Book a Time to Chat about Interp Research
post by Logan Riggs (elriggs) · 2024-12-03T17:27:46.808Z · LW · GW · 2 commentsContents
Who is this for? I'm Useful, I Swear Why are You Doing this? How to Book None 2 comments
In the spirit of the season, you can book a call with me to help w/ your interp project (no large coding though)
Would you like someone to:
- Review your paper or code?
- Brainstorm ideas on next steps?
- How to best communicate your results?
- Discuss conceptual problems
- Obvious Advice (e.g. being affected by SAD because it's winter, not exercising, not getting enough sleep)
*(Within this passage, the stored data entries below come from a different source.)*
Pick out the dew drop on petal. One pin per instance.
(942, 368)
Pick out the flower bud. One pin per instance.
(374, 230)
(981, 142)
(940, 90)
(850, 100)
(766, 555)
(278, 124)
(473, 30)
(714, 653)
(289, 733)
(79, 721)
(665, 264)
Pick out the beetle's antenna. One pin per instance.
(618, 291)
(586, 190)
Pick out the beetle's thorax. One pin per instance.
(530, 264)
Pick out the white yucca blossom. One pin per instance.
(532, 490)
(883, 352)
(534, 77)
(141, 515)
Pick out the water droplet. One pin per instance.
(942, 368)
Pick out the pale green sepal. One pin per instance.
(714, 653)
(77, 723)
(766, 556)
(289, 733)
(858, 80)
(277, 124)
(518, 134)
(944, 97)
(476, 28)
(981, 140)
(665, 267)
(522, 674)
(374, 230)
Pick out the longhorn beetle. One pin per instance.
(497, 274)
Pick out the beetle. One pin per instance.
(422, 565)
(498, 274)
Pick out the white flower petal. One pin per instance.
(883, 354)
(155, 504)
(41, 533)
- [anything else that would be useful!]
When we're chatting, you can interrupt me to better focus on what you specifically want. We can set [5] minute timers to try to solve whatever problem you're having. You can steer the conversation or I can!
Who is this for?
Anyone working on interp research. My niche is SAE's, so that's likely where I'm most helpful.
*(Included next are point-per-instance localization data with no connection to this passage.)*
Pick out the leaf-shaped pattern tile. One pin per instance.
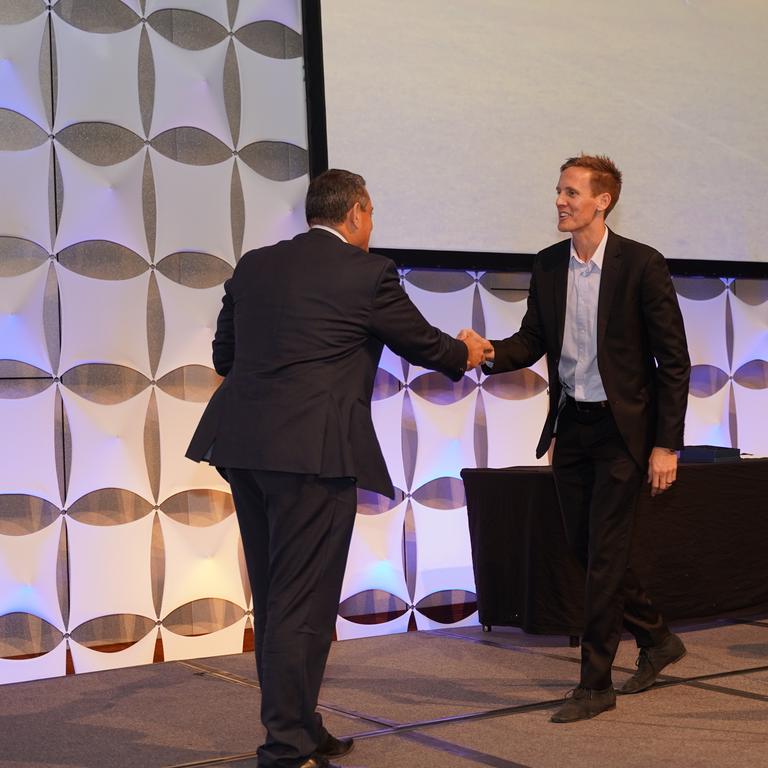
(195, 270)
(440, 389)
(372, 607)
(20, 11)
(29, 634)
(439, 280)
(199, 507)
(191, 382)
(105, 16)
(753, 375)
(510, 286)
(752, 292)
(18, 256)
(202, 616)
(18, 132)
(21, 514)
(706, 380)
(441, 493)
(100, 143)
(385, 385)
(103, 260)
(449, 606)
(370, 503)
(104, 383)
(109, 506)
(699, 288)
(271, 38)
(276, 160)
(192, 146)
(515, 385)
(116, 632)
(187, 29)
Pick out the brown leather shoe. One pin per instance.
(330, 746)
(651, 661)
(584, 703)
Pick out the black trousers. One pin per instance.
(598, 484)
(296, 531)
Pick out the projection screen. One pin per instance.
(460, 113)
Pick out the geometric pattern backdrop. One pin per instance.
(145, 144)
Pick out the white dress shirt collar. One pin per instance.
(330, 229)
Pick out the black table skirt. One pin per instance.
(700, 549)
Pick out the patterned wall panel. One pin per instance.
(145, 144)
This is for both junior and senior researchers. If you're unsure, feel free to dm me here on LW, and I'll let you know!
I'm Useful, I Swear
I worked on one of the earliest SAE papers, applied SAEs to Preference Modelss [LW · GW], and co-authored Decomposing The Dark Matter of SAEs (in fact, Josh asked me to work w/ him on this project because I was useful chatting about it!).
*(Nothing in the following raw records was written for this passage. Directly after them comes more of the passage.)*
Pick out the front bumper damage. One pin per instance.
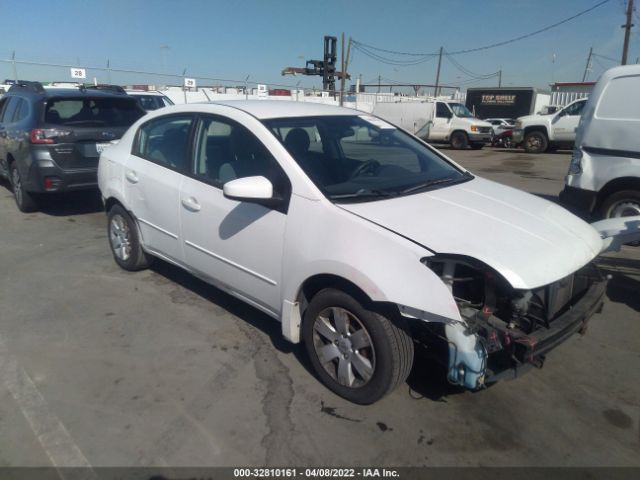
(506, 332)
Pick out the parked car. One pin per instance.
(358, 247)
(604, 174)
(500, 125)
(437, 122)
(537, 133)
(50, 139)
(150, 100)
(504, 139)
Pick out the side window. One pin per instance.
(442, 111)
(3, 104)
(9, 109)
(22, 110)
(225, 150)
(575, 109)
(165, 141)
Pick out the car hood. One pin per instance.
(533, 118)
(530, 241)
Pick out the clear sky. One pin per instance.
(233, 39)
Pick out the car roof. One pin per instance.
(154, 93)
(264, 109)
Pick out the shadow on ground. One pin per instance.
(71, 203)
(624, 285)
(428, 378)
(65, 204)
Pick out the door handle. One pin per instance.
(132, 177)
(191, 204)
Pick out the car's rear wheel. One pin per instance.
(357, 352)
(535, 142)
(625, 203)
(124, 241)
(24, 200)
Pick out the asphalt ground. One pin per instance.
(103, 367)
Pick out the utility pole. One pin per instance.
(13, 64)
(438, 73)
(586, 67)
(343, 70)
(627, 32)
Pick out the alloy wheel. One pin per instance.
(344, 347)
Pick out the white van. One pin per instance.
(438, 122)
(604, 174)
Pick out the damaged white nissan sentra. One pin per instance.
(359, 238)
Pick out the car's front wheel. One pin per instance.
(124, 241)
(357, 352)
(24, 200)
(535, 142)
(459, 140)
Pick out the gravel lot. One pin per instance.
(107, 368)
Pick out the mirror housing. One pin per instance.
(253, 190)
(248, 188)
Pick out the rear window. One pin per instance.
(114, 112)
(621, 99)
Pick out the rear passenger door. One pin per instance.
(153, 175)
(238, 244)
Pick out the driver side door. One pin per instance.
(566, 122)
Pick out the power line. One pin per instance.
(390, 61)
(493, 45)
(605, 57)
(468, 72)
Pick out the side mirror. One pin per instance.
(248, 189)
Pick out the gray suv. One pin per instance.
(51, 139)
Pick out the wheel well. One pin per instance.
(536, 128)
(615, 185)
(110, 202)
(313, 285)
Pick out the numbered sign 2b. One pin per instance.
(78, 73)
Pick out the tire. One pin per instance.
(459, 140)
(123, 240)
(535, 142)
(358, 353)
(24, 200)
(623, 203)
I'd like to donate at least 20 hours of my time this month, so please have a low bar for booking a time w/ me! (booking times are for 1 hour, but feel free to just use 15 minutes!).
Why are You Doing this?
I'm currently burnt out on coding on my edge-sparse SAE project (hence why I don't want to code atm); however, talking to folks for 8 hours a day about research isn't tiring for me!
So I'd still like to be useful to our research community, even it's not through novel research for these next few weeks.
How to Book
Here's the calendly link. Do send a quick blurb on the topic or a link to your paper or document or whatever you think is helpful for me to best help you!
2 comments
Comments sorted by top scores.
comment by jacquesthibs (jacques-thibodeau) · 2024-12-03T18:23:47.705Z · LW(p) · GW(p)
I sent an invite, Logan! :)
Shameless self-plug: Similarly, if anyone wants to discuss automating alignment research, I'm in the process of building an organization to make that happen. I'm reaching out to Logan because I have a project in mind regarding automating interpretability research (e.g. making AIs run experiments that try to make DL models more interpretable), and he's my friend! My goal for the org is to turn it into a three-year moonshot to solve alignment. I'd be happy to chat with anyone who would be interested in chatting further about this (I'm currently testing fit with potential co-founders and seeking a cracked basement CTO).
comment by Noa Nabeshima (noa-nabeshima) · 2024-12-03T21:37:08.910Z · LW(p) · GW(p)
I really enjoy chatting with Logan about interpretability research.